Friday, 26 December 2008

A Walk From Bedford Street To Botanic Avenue

Since Christmas Day was spent lounging at home - eating, drinking and watching television - I decided to drive into Belfast. Not to do any shopping, I hasten to add. The purpose of this outing was for some stimulation, fresh air and exercise.

I parked close to the Ulster Hall on Bedford Street. It looks as if there is some work still to be done at the Ulster Hall, on the exterior at least, before it re-opens in March, 2009. I crossed the street and walked up Clarence Street West, a small street which now boasts a large, new hotel called the Park Inn. The hotel itself looked empty of residents; not surprising, since it has only just opened its doors.

Ambling back to Bedford Street, I turned right towards Dublin Road. I see that the Burger King restaurant at the cinema is now closed down. There is a Tesco Express supermarket at the corner of Hartington Street, possibly where the Christopher Wray Lighting Emporium formerly stood.

At the start of Botanic Avenue, beside Shaftesbury Square, I glanced over at the place where I used to work - my very first posting in the Bank, in fact - at 9-11 Botanic Avenue. It has been converted into two shop units now.

Continuing my walk along Botanic Avenue, I came to its junction with University Street. This is a long street, stretching from Ormeau Road to University Road.
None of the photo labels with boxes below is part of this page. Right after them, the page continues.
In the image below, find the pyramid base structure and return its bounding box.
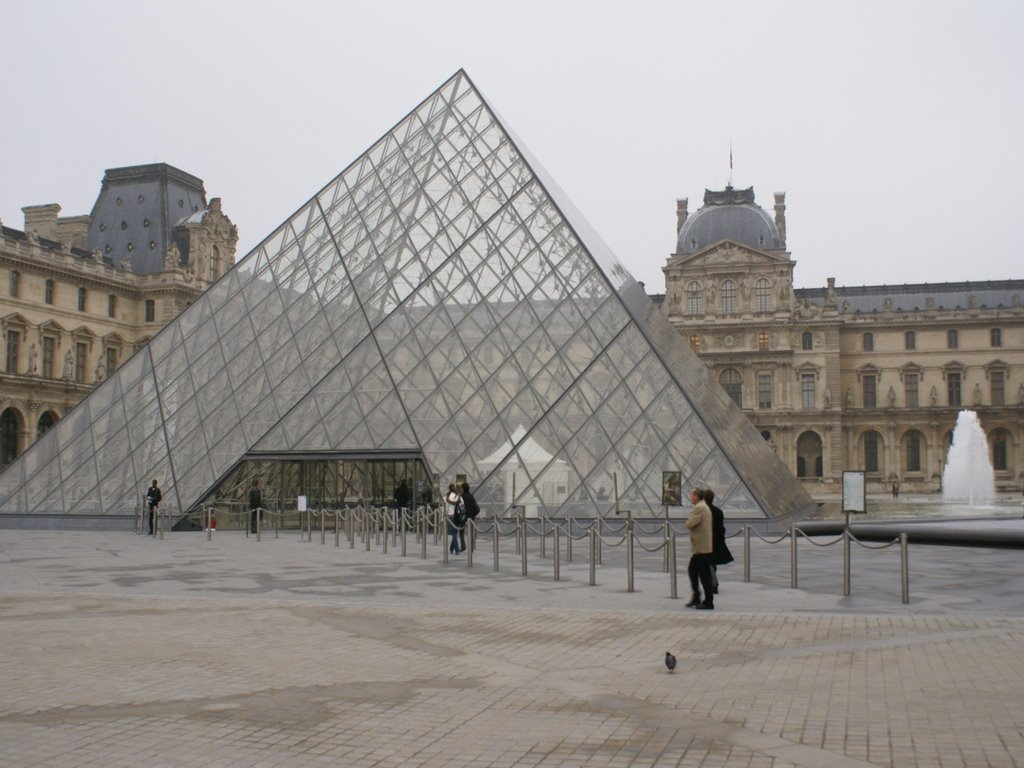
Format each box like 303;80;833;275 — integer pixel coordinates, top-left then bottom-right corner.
0;71;814;525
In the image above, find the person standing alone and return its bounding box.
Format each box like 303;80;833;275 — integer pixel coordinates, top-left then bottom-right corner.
249;480;263;534
686;488;715;610
145;480;164;536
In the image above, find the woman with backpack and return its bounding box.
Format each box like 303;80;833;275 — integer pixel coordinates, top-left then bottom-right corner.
444;483;466;555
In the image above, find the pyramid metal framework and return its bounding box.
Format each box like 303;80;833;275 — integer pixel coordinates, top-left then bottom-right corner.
0;71;813;521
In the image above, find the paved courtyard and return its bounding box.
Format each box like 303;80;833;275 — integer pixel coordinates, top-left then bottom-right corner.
0;530;1024;768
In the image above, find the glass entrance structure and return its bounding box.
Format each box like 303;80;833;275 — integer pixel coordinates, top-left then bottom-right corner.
0;71;814;521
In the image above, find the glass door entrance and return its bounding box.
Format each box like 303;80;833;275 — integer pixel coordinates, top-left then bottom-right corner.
204;457;434;524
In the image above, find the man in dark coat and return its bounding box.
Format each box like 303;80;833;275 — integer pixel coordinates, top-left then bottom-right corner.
705;488;733;595
459;482;480;552
249;480;263;534
145;480;164;536
394;477;412;509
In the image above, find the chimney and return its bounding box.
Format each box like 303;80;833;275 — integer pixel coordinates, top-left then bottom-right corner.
57;216;91;250
676;198;690;237
775;193;785;248
22;203;60;241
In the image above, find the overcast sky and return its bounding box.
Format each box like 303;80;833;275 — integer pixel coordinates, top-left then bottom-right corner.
0;0;1024;293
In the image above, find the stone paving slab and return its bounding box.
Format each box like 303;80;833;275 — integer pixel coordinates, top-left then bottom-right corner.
0;530;1024;767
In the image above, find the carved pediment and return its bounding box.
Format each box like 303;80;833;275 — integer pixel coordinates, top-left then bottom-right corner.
666;240;790;269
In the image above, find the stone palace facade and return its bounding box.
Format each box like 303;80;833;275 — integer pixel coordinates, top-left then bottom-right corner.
0;164;238;467
652;186;1024;493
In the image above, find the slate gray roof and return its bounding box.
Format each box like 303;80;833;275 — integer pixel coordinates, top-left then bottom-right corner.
89;163;207;274
793;280;1024;314
676;187;779;254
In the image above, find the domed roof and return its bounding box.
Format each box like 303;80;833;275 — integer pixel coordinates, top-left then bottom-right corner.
677;186;780;254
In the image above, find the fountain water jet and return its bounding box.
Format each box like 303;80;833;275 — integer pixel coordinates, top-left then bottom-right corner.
942;411;995;503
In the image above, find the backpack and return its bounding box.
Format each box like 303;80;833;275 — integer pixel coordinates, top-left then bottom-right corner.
462;493;480;520
452;500;466;525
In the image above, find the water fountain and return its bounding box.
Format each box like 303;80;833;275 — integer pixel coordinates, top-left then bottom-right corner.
942;411;995;504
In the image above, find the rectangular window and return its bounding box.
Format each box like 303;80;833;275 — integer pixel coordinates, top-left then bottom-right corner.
800;374;814;409
75;341;89;384
862;376;878;408
6;331;22;374
43;336;57;379
988;371;1007;406
906;432;921;472
946;374;961;406
758;374;771;408
903;374;918;408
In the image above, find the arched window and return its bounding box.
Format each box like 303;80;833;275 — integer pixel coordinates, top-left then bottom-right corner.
991;429;1010;472
722;280;736;314
903;430;924;472
686;281;700;314
754;278;771;312
0;408;20;466
36;411;57;439
718;368;743;408
864;431;880;472
797;431;824;477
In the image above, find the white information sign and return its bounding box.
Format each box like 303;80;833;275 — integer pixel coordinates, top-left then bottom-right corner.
843;470;867;512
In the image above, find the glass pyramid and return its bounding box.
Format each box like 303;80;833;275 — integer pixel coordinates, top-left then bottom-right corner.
0;71;814;521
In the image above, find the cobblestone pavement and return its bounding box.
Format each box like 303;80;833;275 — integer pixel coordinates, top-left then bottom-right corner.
0;530;1024;768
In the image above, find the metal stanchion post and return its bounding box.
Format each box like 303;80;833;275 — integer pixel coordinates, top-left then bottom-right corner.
790;526;797;590
490;516;501;572
666;534;679;600
420;510;427;560
662;518;669;573
743;525;751;584
843;529;850;597
398;509;406;557
626;512;633;592
590;526;597;587
553;525;561;582
899;531;910;605
519;518;528;575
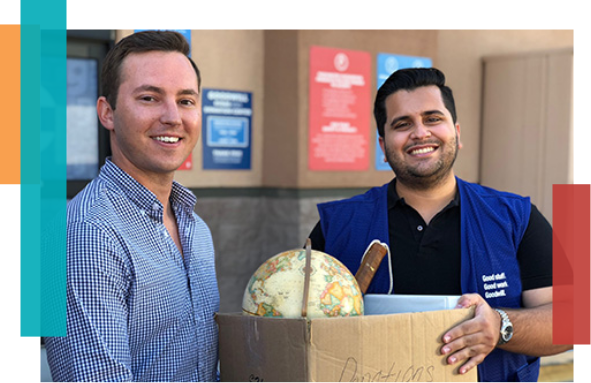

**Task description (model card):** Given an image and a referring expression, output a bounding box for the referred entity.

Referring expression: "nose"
[411,122,431,140]
[160,100,181,125]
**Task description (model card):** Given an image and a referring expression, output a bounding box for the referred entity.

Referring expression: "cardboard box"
[216,309,477,383]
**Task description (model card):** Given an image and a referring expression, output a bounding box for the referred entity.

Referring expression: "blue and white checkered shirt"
[46,161,219,382]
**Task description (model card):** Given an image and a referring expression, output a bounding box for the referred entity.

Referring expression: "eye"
[394,122,410,130]
[426,116,443,124]
[140,96,156,102]
[180,99,195,106]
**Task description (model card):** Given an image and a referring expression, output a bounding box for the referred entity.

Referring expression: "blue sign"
[376,53,433,170]
[201,89,252,170]
[133,29,191,57]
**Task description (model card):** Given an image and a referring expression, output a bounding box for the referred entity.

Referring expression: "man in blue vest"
[310,68,570,382]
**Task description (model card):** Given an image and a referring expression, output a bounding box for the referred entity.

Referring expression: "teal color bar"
[39,26,66,336]
[20,25,41,337]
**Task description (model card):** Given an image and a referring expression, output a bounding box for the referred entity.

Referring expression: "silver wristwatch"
[495,309,513,346]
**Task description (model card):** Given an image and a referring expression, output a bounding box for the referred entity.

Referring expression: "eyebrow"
[133,85,199,96]
[390,109,444,126]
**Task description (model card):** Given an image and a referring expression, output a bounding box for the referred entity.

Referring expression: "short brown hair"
[101,31,201,110]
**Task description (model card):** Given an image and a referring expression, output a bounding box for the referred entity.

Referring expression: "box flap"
[216,314,309,383]
[308,308,477,383]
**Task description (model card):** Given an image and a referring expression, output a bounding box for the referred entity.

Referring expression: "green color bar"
[40,26,66,336]
[0,185,20,337]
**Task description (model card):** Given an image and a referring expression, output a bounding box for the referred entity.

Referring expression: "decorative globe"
[242,249,363,318]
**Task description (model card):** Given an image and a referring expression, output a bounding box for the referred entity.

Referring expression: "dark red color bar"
[552,185,591,348]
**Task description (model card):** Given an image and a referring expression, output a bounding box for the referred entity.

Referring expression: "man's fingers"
[459,354,486,374]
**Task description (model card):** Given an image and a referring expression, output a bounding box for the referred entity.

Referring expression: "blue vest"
[318,178,540,383]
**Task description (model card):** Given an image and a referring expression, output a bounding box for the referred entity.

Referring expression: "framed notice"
[308,46,371,171]
[375,53,432,170]
[201,89,252,170]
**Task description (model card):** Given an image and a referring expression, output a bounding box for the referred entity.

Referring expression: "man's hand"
[441,294,501,374]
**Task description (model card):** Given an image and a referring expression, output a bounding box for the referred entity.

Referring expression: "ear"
[96,96,115,131]
[378,136,386,158]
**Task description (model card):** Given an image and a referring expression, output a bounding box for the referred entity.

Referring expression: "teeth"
[410,147,435,154]
[154,136,179,143]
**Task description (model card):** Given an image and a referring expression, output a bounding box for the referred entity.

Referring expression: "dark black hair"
[373,68,457,137]
[101,31,201,110]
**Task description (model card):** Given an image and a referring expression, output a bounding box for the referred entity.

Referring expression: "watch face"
[503,326,513,342]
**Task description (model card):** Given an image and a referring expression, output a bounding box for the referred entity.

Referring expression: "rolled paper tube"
[302,238,312,318]
[355,241,388,294]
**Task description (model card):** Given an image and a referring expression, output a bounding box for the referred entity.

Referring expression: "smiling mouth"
[154,136,180,144]
[408,146,436,155]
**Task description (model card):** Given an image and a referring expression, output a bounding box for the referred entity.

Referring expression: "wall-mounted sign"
[201,89,252,170]
[308,46,371,170]
[376,53,432,170]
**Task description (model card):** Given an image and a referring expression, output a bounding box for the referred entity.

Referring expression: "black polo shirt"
[310,179,552,295]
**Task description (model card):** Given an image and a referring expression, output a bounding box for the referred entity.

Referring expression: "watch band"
[495,309,513,346]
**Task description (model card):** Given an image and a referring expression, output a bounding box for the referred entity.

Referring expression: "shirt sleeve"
[517,204,552,291]
[46,222,133,382]
[309,221,326,251]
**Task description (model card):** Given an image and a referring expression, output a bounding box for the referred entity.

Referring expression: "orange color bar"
[0,24,21,185]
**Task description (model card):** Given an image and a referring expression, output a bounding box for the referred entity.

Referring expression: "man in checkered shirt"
[46,32,219,382]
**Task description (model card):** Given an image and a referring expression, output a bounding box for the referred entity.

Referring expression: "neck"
[396,171,456,224]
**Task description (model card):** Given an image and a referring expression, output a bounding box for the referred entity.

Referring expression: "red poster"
[552,185,591,349]
[308,47,371,170]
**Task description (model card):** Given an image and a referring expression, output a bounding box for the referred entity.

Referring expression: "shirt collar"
[99,157,197,212]
[388,178,460,210]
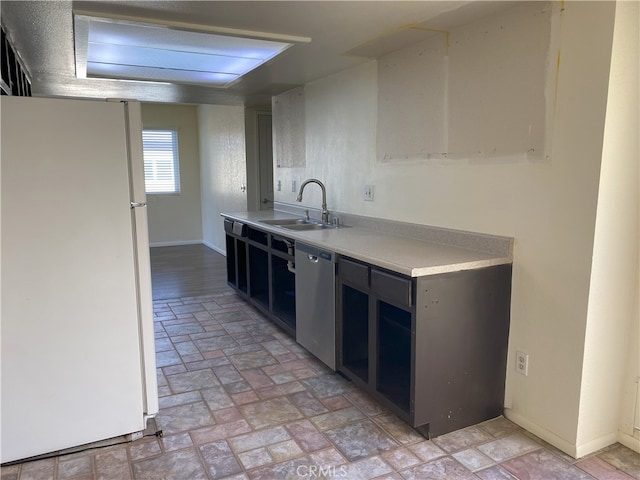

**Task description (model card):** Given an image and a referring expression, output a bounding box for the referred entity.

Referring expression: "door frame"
[245,107,273,211]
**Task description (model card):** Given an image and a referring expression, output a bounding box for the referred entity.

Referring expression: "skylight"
[74,14,310,88]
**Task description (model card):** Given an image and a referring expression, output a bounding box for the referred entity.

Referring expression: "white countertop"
[222,211,512,277]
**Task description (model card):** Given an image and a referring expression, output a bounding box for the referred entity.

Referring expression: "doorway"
[245,108,273,211]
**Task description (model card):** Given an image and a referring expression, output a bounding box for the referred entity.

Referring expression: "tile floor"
[2,248,640,480]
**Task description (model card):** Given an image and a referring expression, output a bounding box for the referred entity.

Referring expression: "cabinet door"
[249,245,269,309]
[339,283,369,383]
[376,301,413,413]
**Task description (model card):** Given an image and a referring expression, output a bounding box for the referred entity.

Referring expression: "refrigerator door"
[0,97,148,462]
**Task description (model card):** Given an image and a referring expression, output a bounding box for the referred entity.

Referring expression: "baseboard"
[618,431,640,453]
[504,408,578,458]
[504,409,628,458]
[202,240,227,257]
[149,240,203,247]
[576,432,619,458]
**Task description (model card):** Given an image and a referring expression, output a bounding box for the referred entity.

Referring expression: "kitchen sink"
[279,223,335,231]
[260,218,342,232]
[260,218,308,227]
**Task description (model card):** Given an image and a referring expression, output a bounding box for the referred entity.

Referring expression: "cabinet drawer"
[371,268,412,307]
[338,257,369,289]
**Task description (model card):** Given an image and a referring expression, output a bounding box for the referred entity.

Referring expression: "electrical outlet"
[516,352,529,377]
[362,185,373,202]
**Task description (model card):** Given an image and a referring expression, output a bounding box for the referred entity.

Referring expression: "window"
[142,130,180,194]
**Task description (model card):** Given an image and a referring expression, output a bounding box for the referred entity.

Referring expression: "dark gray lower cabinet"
[225,219,296,335]
[337,257,511,437]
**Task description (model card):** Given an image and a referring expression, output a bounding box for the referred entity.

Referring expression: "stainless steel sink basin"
[260,218,315,227]
[260,218,342,232]
[279,223,334,231]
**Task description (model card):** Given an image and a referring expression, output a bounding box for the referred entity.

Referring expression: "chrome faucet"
[296,178,329,223]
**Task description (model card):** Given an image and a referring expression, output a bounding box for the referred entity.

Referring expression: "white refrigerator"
[0,97,158,463]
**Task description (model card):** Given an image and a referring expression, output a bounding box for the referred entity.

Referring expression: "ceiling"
[0,0,513,106]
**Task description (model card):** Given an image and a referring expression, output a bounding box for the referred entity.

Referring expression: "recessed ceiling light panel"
[74,14,310,87]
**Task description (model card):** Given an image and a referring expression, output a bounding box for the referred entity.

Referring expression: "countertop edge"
[220,211,513,277]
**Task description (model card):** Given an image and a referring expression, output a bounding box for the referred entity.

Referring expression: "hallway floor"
[2,245,640,480]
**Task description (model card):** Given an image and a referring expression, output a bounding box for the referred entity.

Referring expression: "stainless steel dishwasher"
[295,242,336,370]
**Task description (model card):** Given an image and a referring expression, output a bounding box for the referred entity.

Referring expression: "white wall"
[577,2,640,451]
[274,2,626,455]
[198,105,247,253]
[142,103,202,246]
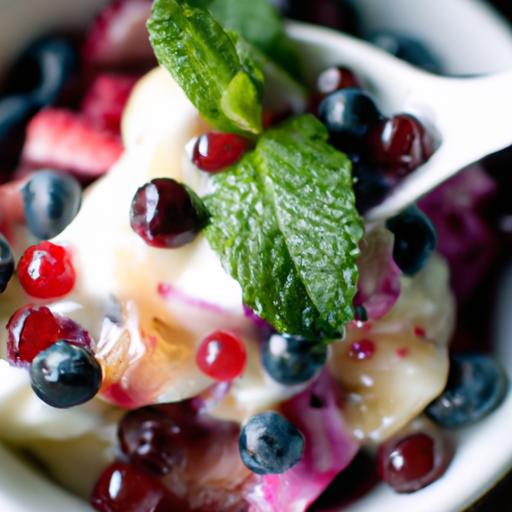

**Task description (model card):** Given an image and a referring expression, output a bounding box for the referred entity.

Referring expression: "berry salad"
[0,0,508,512]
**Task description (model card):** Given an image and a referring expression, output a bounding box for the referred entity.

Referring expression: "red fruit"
[196,331,247,381]
[91,462,189,512]
[7,305,60,364]
[23,109,123,177]
[18,242,76,299]
[369,114,434,175]
[82,0,155,66]
[82,74,138,134]
[192,132,247,172]
[316,66,362,96]
[377,432,453,493]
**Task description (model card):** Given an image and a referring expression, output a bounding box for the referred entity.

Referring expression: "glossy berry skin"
[7,37,78,108]
[22,170,82,240]
[386,207,437,276]
[91,462,189,512]
[377,432,453,493]
[261,334,327,386]
[17,242,76,299]
[427,354,509,428]
[30,340,102,409]
[130,178,208,248]
[7,305,60,364]
[192,132,247,173]
[0,233,14,293]
[368,114,434,176]
[316,66,362,96]
[318,89,382,150]
[196,331,247,381]
[239,411,304,475]
[369,32,442,73]
[118,405,206,476]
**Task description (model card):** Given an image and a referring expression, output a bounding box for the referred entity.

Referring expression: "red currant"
[192,132,247,172]
[91,462,189,512]
[316,66,362,96]
[378,431,453,493]
[196,331,247,381]
[130,178,208,248]
[18,242,76,299]
[369,114,433,175]
[7,305,60,364]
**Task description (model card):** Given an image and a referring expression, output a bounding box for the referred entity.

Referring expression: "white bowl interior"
[0,0,512,512]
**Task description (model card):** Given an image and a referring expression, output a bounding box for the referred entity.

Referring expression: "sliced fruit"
[329,255,454,441]
[22,109,123,177]
[82,0,155,66]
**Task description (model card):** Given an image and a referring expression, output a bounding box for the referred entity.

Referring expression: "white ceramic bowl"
[0,0,512,512]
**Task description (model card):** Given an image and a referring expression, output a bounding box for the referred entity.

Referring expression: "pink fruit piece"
[253,372,359,512]
[82,0,154,67]
[82,74,138,134]
[23,109,123,177]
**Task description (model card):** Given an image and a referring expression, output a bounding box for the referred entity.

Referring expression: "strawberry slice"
[82,0,154,66]
[82,74,138,134]
[22,109,123,177]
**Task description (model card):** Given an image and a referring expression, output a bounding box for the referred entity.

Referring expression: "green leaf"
[189,0,304,82]
[148,0,263,134]
[204,115,363,338]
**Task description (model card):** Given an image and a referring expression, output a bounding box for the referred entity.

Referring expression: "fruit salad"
[0,0,508,512]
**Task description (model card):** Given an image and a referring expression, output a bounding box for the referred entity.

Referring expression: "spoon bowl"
[288,23,512,221]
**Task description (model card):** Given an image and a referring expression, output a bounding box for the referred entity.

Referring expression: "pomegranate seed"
[91,462,189,512]
[196,331,247,381]
[18,242,76,299]
[369,114,433,176]
[316,66,363,96]
[7,305,60,364]
[377,432,453,493]
[130,178,208,248]
[348,340,375,361]
[192,132,247,172]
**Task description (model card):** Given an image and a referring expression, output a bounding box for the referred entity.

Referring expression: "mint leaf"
[148,0,263,134]
[204,115,363,338]
[188,0,304,82]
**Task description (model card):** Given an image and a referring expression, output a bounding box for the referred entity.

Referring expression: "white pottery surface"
[0,0,512,512]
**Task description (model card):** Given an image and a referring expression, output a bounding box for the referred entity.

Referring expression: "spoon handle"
[366,71,512,221]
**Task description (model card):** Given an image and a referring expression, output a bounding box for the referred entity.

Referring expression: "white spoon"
[288,23,512,221]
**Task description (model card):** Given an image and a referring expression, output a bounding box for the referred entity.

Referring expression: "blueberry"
[318,89,382,151]
[427,354,508,428]
[0,234,14,293]
[368,32,442,73]
[23,170,82,240]
[261,334,327,386]
[239,412,304,475]
[386,207,437,276]
[3,36,78,108]
[30,340,102,409]
[0,94,36,169]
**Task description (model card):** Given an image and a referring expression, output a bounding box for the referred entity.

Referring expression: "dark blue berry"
[23,170,82,240]
[318,89,382,151]
[0,94,36,169]
[427,354,508,428]
[240,412,304,475]
[261,334,327,386]
[30,340,102,409]
[368,32,442,73]
[3,36,78,108]
[353,164,393,214]
[0,234,14,293]
[386,207,437,276]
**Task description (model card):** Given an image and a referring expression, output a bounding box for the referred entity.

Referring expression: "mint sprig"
[188,0,304,82]
[204,115,363,338]
[148,0,263,134]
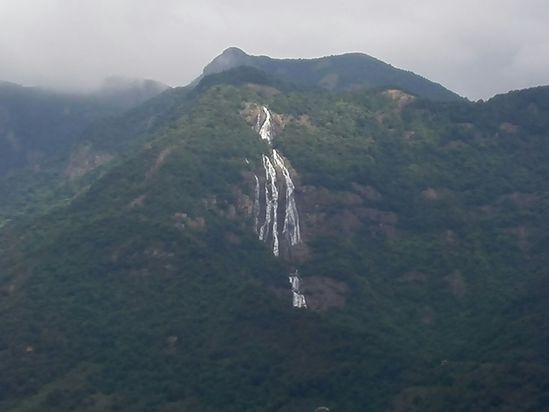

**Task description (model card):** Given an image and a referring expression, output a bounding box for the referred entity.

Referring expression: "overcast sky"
[0,0,549,100]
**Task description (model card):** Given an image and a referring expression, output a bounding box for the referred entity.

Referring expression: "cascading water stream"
[254,106,307,308]
[273,149,301,246]
[288,270,307,308]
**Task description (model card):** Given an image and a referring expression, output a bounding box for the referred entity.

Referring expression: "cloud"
[0,0,549,99]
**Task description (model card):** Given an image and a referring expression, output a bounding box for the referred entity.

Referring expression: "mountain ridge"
[195,47,461,101]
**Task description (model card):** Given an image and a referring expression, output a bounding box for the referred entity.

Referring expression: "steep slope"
[0,78,167,177]
[0,75,549,412]
[0,86,190,227]
[199,47,460,101]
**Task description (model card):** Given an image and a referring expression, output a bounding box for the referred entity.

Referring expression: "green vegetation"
[0,68,549,412]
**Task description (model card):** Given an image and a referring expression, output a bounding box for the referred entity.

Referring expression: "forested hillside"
[0,63,549,412]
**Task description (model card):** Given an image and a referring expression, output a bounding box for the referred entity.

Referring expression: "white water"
[288,270,307,309]
[254,107,307,308]
[259,155,278,256]
[273,149,301,246]
[255,106,301,256]
[256,106,273,144]
[254,175,261,231]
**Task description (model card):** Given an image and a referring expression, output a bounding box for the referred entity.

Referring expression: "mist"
[0,0,549,100]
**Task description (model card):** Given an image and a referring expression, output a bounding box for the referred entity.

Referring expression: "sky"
[0,0,549,100]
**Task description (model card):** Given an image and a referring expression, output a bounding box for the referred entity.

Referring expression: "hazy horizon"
[0,0,549,100]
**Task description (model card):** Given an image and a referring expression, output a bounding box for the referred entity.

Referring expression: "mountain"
[0,54,549,412]
[199,47,460,101]
[0,78,173,227]
[0,78,167,176]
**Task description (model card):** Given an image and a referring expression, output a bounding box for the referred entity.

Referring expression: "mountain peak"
[204,47,250,75]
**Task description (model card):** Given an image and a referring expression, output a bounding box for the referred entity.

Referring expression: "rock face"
[254,106,301,256]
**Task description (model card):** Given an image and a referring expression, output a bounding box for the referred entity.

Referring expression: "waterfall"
[254,174,261,233]
[273,149,301,246]
[256,106,273,144]
[288,270,307,309]
[254,106,307,308]
[255,106,301,256]
[259,155,278,256]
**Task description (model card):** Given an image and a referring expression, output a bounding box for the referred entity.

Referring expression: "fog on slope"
[0,0,549,99]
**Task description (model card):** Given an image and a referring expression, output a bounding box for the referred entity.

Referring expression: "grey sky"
[0,0,549,99]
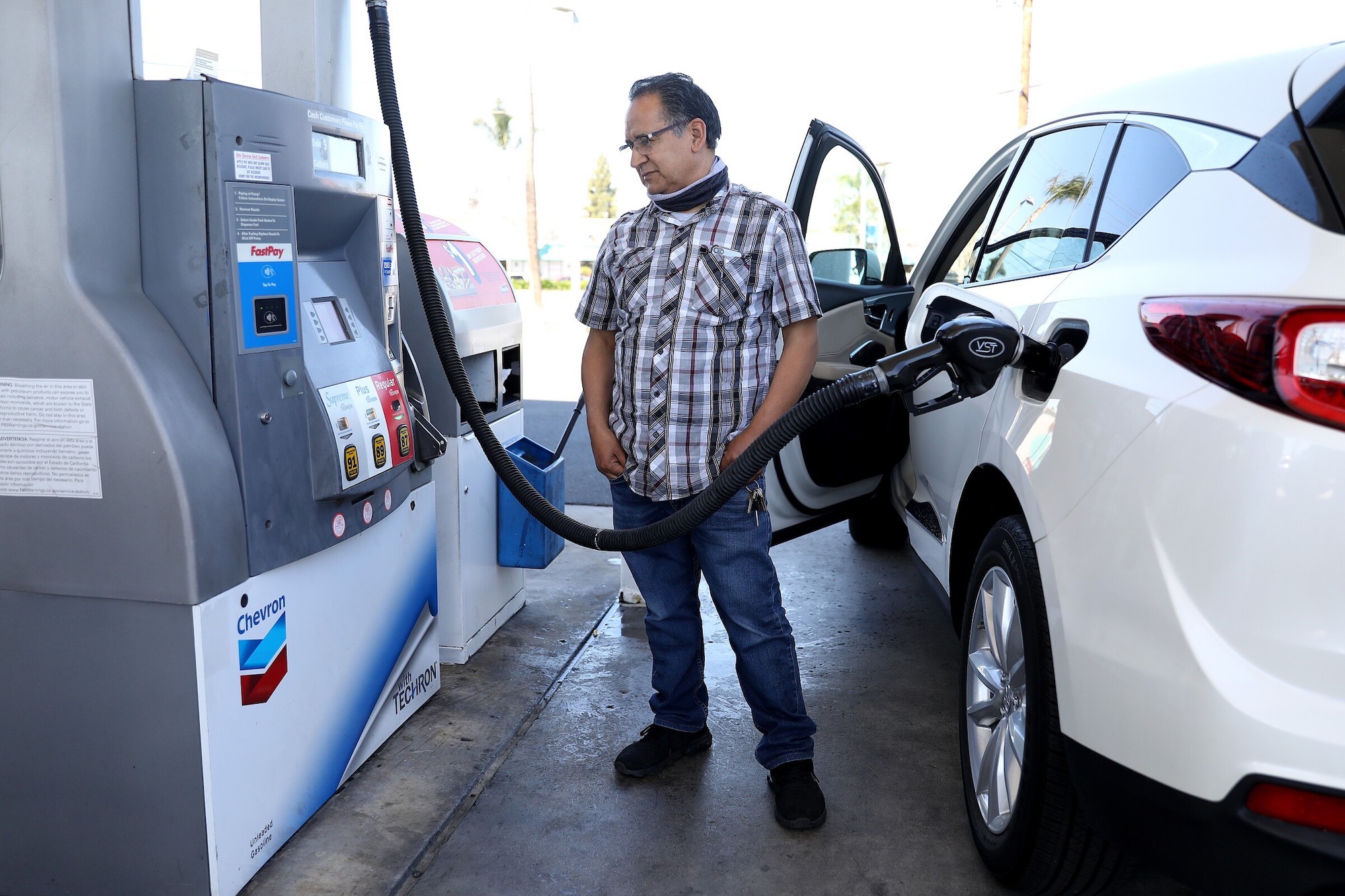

I had a look at Renshaw's Hotel, which is beside Fitzroy Presbyterian Church. Renshaw's is in the process of renovation, with an extension at the rear which shall double it in size. Shaftesbury House College was formerly here.

Duke's Hotel, at 65 University Street, is also being completely renovated. The health and social services used to have offices at this site.

At last I arrived at my destination: Molly's Yard. It's at College Green Mews, although its main entrance seems to be on Botanic Avenue. This building housed the stables and coach-house for College Green House around the corner. By the way, College Green House has an interesting history itself; and has recently been sympathetically restored. Molly's was closed; I did have a look at the menu, though. I'm afraid the combination of poor daylight and my modest camera mean that the December menu, on the right, cannot be perused!

I crossed the street and ambled up University Street again, towards University Road. It's a bit disappointing to see so many terraces with an air of neglect along this road. This ought not to be the case, since it is a relatively prosperous area. I imagine the decrepit buildings will be restored eventually, should the landlords so wish it. A number of them seem derelict, with filthy facades, broken windows and overgrown frontages. Fine Georgian houses, utterly neglected and unloved.

Sections of Upper Crescent and Lower Crescent aren't much better. These Regency-style streets, with a nice little park, or green, in the middle would otherwise be among the finest in Belfast, architecturally speaking. I think so anyway. This is one of my favourite parts of Belfast; I like the architecture and buildings here.

So I came full-circle. It was a pleasurable stroll.